Vendée Globe : un tour du monde solitaire mais hyperconnecté
Sur le compte Instagram géré par son équipe, Alan Roura (Hublot) pose tout sourire, en t-shirt, après avoir franchi l’Équateur. Il se douche au jet d'eau sous un ciel bleu turquoise. Quelques jours plus tard, il est emmitouflé sous un duvet, en sweat-shirt. Et le voilà blessé au bas du dos après une chute à l'intérieur de son bateau.
Lors de l'édition 2020-2021, les amateurs du Vendée Globe avaient pu suivre les skippers presque en direct, dans leur avancée et leurs déboires, au fil des saisons et des paysages.
"C'est une bonne chose de pouvoir partager ce que l'on vit, montrer nos péripéties. Cela fait vivre la course et peut donner à un nouveau public l'envie de la suivre", explique le skipper suisse, qui reprendra le départ du Vendée Globe le 10 novembre.
Pour cette dixième édition, la plupart des voiliers seront équipés du système Starlink, de SpaceX, qui fournit par satellite un accès haut débit à internet jusque dans les zones les moins bien desservies.
"On capte la 5G jusqu'aux Kergelen (très au sud de l'Océan Indien)", sourit Yannick Bestaven (Maître Coq), dernier vainqueur de ce tour du monde sans escale et en solitaire.
"Moins isolés"
En 2008, lors de son premier Vendée Globe, la Britannique Samantha Davies (Initiatives-Cœur) avait filmé sur cassette quelques séquences de sa course.
"Il fallait ensuite la sortir de sa boîte étanche, puis numériser le film. Et prier pour que la connexion marche assez longtemps pour expédier le fichier. Aujourd'hui on est beaucoup plus connectés, on se sent moins isolés", raconte la skippeuse qui s'engage pour une quatrième participation.
Sa connexion à bord lui permettra cette fois-ci de correspondre "à peu près partout et à tout moment" avec ses proches, par visioconférence ou messagerie instantanée. Et de suivre l'actualité, dont elle était "complètement coupée" par le passé. Le tour du monde en solitaire s'en trouve-t-il transformé ? "Cela ne change pas la course, mais cela modifie un peu le challenge", répond Samantha Davies.
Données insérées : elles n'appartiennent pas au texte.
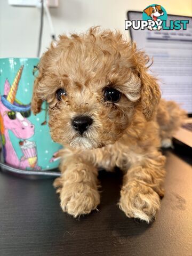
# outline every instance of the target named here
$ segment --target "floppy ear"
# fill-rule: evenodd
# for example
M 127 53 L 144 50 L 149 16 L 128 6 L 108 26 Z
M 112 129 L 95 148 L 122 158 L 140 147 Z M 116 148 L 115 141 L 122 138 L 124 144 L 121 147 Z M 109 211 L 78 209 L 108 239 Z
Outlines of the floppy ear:
M 158 10 L 161 10 L 161 5 L 155 5 L 155 7 L 156 7 Z
M 133 44 L 133 52 L 137 59 L 138 74 L 141 83 L 140 102 L 142 113 L 147 121 L 151 120 L 161 99 L 161 91 L 156 78 L 148 72 L 146 65 L 149 58 L 143 52 L 137 50 L 136 44 Z M 149 66 L 149 65 L 148 65 Z
M 42 79 L 42 75 L 39 69 L 38 76 L 36 77 L 33 89 L 33 97 L 31 100 L 31 110 L 34 115 L 39 113 L 41 110 L 41 106 L 43 103 L 43 99 L 39 93 L 39 83 Z
M 156 79 L 143 70 L 140 74 L 142 83 L 141 106 L 147 121 L 153 119 L 161 99 L 161 92 Z
M 143 12 L 145 12 L 148 16 L 150 16 L 150 14 L 151 14 L 152 13 L 152 7 L 149 6 L 148 8 L 146 8 L 144 10 Z

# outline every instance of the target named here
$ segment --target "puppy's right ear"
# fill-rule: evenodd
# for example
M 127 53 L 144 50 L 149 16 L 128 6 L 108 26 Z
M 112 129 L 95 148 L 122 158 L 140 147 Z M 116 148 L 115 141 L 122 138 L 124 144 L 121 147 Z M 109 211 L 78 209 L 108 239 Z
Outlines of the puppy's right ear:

Pour Yannick Bestaven, les contacts avec les proches sont un "plus", même s'il évite de "trop en abuser". "Lorsqu'on raccroche, on reste quand même tout seul sur le bateau, il faut faire gaffe à ça. J'essaye d'avoir mes filles en visio au moins une fois par semaine, mais je crois que je préfère presque leur écrire", explique-t-il.
Alan Roura se limite aussi à une visioconférence par semaine avec sa compagne et ses enfants.
"40 bateaux, 40 histoires"
Mais les contacts avec la terre ne dépendent plus que d'eux : côté images, les 40 participants au Vendée Globe sont soumis à un cahier des charges strict. Pendant toute la durée de la course, ils sont tenus d'envoyer à l'organisation au moins six photos par semaine, ainsi que "deux minutes d'images vidéo (plans séquences ou images prémontées)", trois fois par semaine.
D'après le règlement, ces images doivent "notamment comprendre des prises de parole tournées avec une caméra mobile et/ou fixe à l'intérieur et à l'extérieur, des images permettant de voir le bateau en navigation sur différents axes, des images permettant de voir le skipper à la manœuvre, des images permettant de voir la vie quotidienne du skipper (...) etc."
Autre obligation: les photos et vidéos partagées sur les comptes personnels des skippers doivent d'abord transiter par l'organisation.
"Il ne faudrait quand même pas que cela fasse trop: les mêmes vagues, les mêmes couchés de soleil. Est-ce que le public ne va pas se lasser?", s'interroge Alan Roura.
L'organisation y voit de son côté un "double intérêt". "Il y a l'intérêt pour les médias : 40 bateaux, 40 histoires. Et l'intérêt d'émargement présentiel: donner signe de vie, signe d'humeur de nos skippers", explique Hubert Lemonnier, directeur de la course.